Mon avis : Depuis le collège, cette pièce ou plutôt son titre m'intriguait. Un jour, j'ai eu l'envie de lire cette pièce dite absurde de Beckett, avant de lire Fin de partie du même auteur dans le cadre du cours de Littérature. Je voulais m'imprégner du style de l'auteur, acquérir quelque base sur le théâtre beckettien avant de l'aborder au lycée. J'ai bien fait ! Cette pièce est une très belle entrée dans l'univers de Beckett, pièce qui l'a rendu célèbre. Avec le recul, je peux même dire que j'ai presque adoré ! C'est à la fois bref, sensible, incompréhensible, cynique, vaporeux, émouvant, agressif, tragique, comique, répétitif... presques tous les qualificatifs peuvent lui être attribués. Cette pièce n'a aucun sens en soi. Et c'est bien là le souhait de Beckett (cf "Morceau choisi", ci-dessous). Pour apprécier la pièce, il faut la voir/lire telle qu'elle vient, la laisser venir à nous, la parcourir des yeux sans pour autant chercher à la comprendre. Cependant, chaque chose a un sens, même ce qui n'en a pas, en a ! Tout vient d'un cheminement de pensées ou d'actions. Alors, il est vrai que nous pouvons trouver un sens à cette pièce ("Godot" = "God" = "Dieu"), ou même psychanalyser Beckett à travers les échanges intersubjectifs de ses personnages, mais je ne pense pas que ce soit le but premier de la pièce. Ne cherchez pas le sens, il viendra tout seul à vous une fois la pièce finie.

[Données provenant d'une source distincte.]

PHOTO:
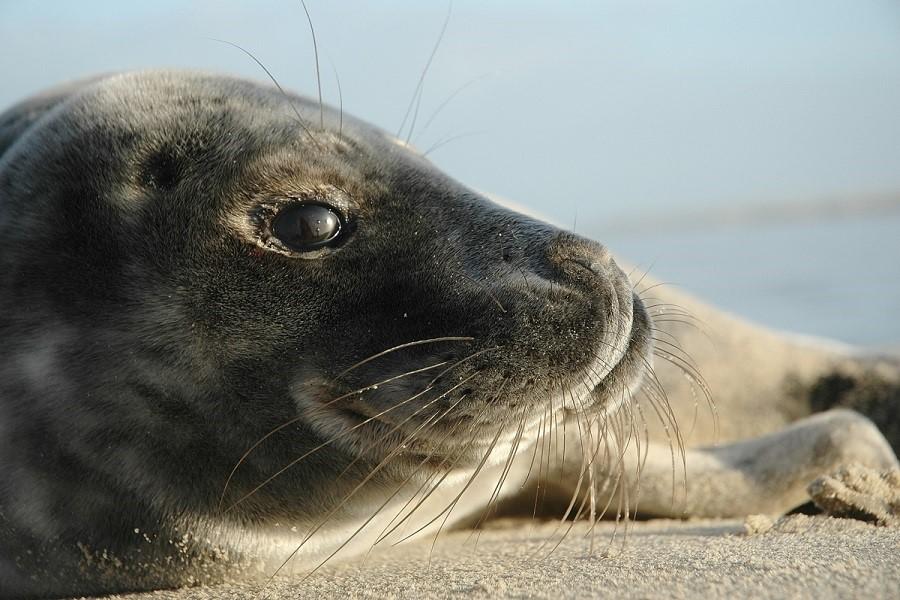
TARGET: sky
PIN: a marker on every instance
(602, 115)
(610, 109)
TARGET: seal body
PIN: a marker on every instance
(243, 333)
(155, 326)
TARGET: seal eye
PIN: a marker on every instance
(307, 226)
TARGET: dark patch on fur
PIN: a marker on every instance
(163, 170)
(870, 394)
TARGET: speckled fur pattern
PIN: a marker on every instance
(162, 361)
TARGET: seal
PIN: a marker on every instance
(244, 333)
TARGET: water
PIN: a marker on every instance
(838, 278)
(652, 106)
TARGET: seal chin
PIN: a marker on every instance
(624, 376)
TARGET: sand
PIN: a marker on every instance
(798, 556)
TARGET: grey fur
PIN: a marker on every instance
(153, 332)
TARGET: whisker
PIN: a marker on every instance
(300, 120)
(296, 419)
(401, 347)
(312, 31)
(421, 81)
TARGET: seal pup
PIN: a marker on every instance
(244, 333)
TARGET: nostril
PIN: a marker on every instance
(568, 248)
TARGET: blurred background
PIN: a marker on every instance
(747, 151)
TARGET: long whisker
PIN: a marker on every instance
(401, 347)
(370, 419)
(296, 419)
(300, 120)
(447, 101)
(312, 31)
(421, 81)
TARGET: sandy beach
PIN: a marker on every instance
(797, 557)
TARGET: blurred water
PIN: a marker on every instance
(838, 278)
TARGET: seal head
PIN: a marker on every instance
(188, 268)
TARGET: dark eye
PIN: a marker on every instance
(304, 227)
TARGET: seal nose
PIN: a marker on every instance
(569, 253)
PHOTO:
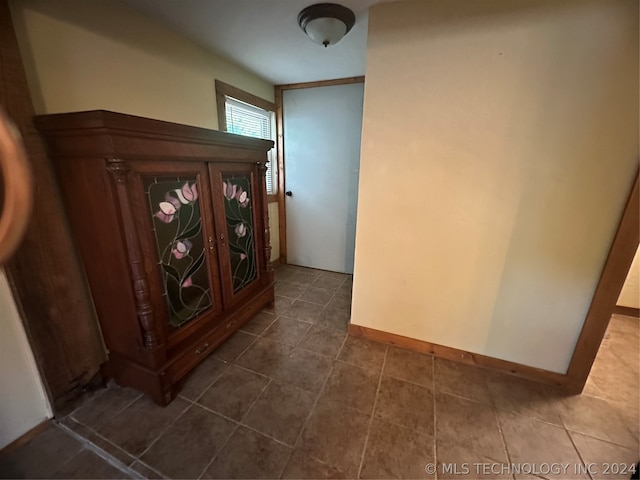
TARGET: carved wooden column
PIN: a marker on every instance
(144, 307)
(48, 283)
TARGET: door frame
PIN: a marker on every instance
(614, 274)
(279, 89)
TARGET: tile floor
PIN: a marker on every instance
(292, 396)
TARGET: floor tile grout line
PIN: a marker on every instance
(227, 365)
(435, 417)
(496, 415)
(89, 445)
(373, 411)
(317, 399)
(190, 404)
(222, 447)
(238, 425)
(575, 447)
(99, 435)
(600, 439)
(127, 405)
(160, 475)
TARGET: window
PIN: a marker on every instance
(242, 113)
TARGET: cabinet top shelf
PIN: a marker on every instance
(110, 134)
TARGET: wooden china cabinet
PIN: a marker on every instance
(172, 227)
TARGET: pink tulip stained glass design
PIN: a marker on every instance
(177, 227)
(240, 232)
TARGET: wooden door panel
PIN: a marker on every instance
(238, 221)
(176, 233)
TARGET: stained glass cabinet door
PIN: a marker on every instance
(238, 220)
(175, 210)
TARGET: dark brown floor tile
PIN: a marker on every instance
(321, 296)
(249, 454)
(463, 380)
(100, 442)
(598, 418)
(407, 365)
(141, 423)
(591, 389)
(233, 347)
(303, 311)
(87, 464)
(535, 442)
(102, 408)
(289, 289)
(604, 459)
(308, 270)
(363, 353)
(305, 370)
(304, 467)
(467, 431)
(265, 356)
(335, 318)
(280, 412)
(335, 435)
(187, 447)
(352, 386)
(346, 288)
(41, 457)
(302, 278)
(396, 452)
(234, 392)
(323, 341)
(202, 377)
(280, 305)
(513, 394)
(329, 282)
(258, 324)
(282, 274)
(340, 300)
(405, 404)
(146, 471)
(287, 330)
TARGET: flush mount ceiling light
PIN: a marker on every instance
(326, 23)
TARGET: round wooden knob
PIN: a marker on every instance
(17, 187)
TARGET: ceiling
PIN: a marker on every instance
(263, 36)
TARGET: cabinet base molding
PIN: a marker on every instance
(461, 356)
(159, 385)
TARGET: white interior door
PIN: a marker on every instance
(322, 128)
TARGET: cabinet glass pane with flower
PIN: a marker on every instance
(180, 245)
(240, 221)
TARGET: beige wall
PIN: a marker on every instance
(22, 397)
(630, 294)
(500, 141)
(100, 54)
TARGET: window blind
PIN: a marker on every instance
(245, 119)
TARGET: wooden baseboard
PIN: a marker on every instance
(26, 437)
(628, 311)
(453, 354)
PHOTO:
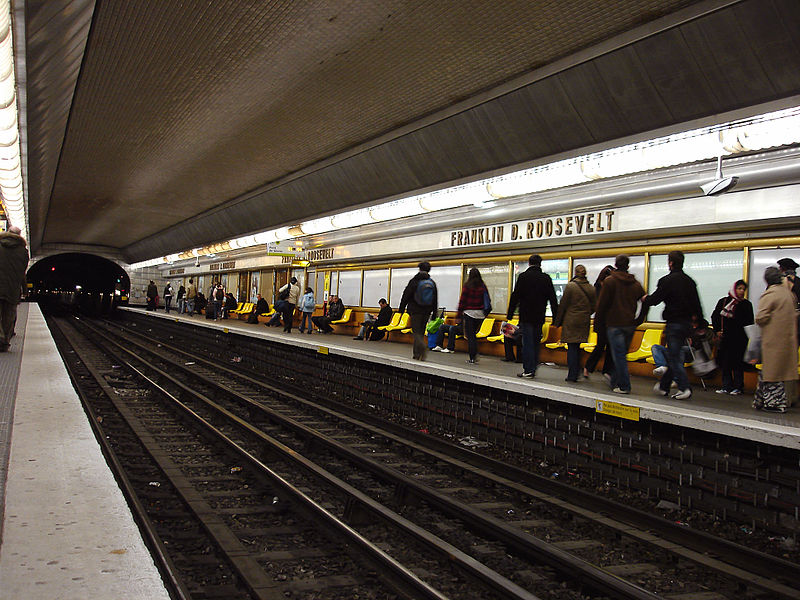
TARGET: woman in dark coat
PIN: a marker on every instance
(601, 330)
(730, 316)
(574, 317)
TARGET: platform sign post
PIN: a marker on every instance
(615, 409)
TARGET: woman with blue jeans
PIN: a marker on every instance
(473, 306)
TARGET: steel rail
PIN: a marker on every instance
(527, 545)
(449, 553)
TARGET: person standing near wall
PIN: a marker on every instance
(13, 263)
(533, 291)
(574, 317)
(420, 298)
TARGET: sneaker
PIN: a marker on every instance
(657, 389)
(682, 394)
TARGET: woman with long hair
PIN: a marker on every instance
(601, 348)
(730, 316)
(473, 307)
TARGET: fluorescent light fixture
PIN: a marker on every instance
(11, 191)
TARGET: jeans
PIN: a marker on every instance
(573, 360)
(676, 333)
(619, 340)
(531, 338)
(418, 323)
(660, 354)
(471, 327)
(601, 348)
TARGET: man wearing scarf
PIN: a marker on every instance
(730, 316)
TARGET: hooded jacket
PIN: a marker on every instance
(618, 299)
(13, 263)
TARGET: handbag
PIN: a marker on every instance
(753, 352)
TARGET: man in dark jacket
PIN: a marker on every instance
(534, 289)
(616, 307)
(152, 294)
(419, 308)
(678, 292)
(13, 263)
(369, 328)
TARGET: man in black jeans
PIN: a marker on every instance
(678, 292)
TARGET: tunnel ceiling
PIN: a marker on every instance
(153, 126)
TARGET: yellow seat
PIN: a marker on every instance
(345, 317)
(589, 344)
(485, 329)
(650, 337)
(401, 324)
(499, 337)
(393, 323)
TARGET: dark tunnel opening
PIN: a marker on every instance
(80, 279)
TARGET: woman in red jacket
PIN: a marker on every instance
(473, 306)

Conclusion : Pièce classique de l'anti-théâtre, à voir ou à lire d'urgence !
Ma note : 16/20.

Morceau choisi : Quatrième de couverture, Lettre à Michel Polac, janvier 1952
« Vous me demandez mes idées sur En attendant Godot, dont vous me faites l'honneur de donner des extraits au Club d'essai, et en même temps mes idées sur le théâtre.
Je n'ai pas d'idées sur le théâtre. Je n'y connais rien. Je n'y vais pas. C'est admissible.
Ce qui l'est sans doute moins, c'est d'abord, dans ces conditions, d'écrire une pièce, et ensuite, l'ayant fait, de ne pas avoir d'idées sur elle non plus.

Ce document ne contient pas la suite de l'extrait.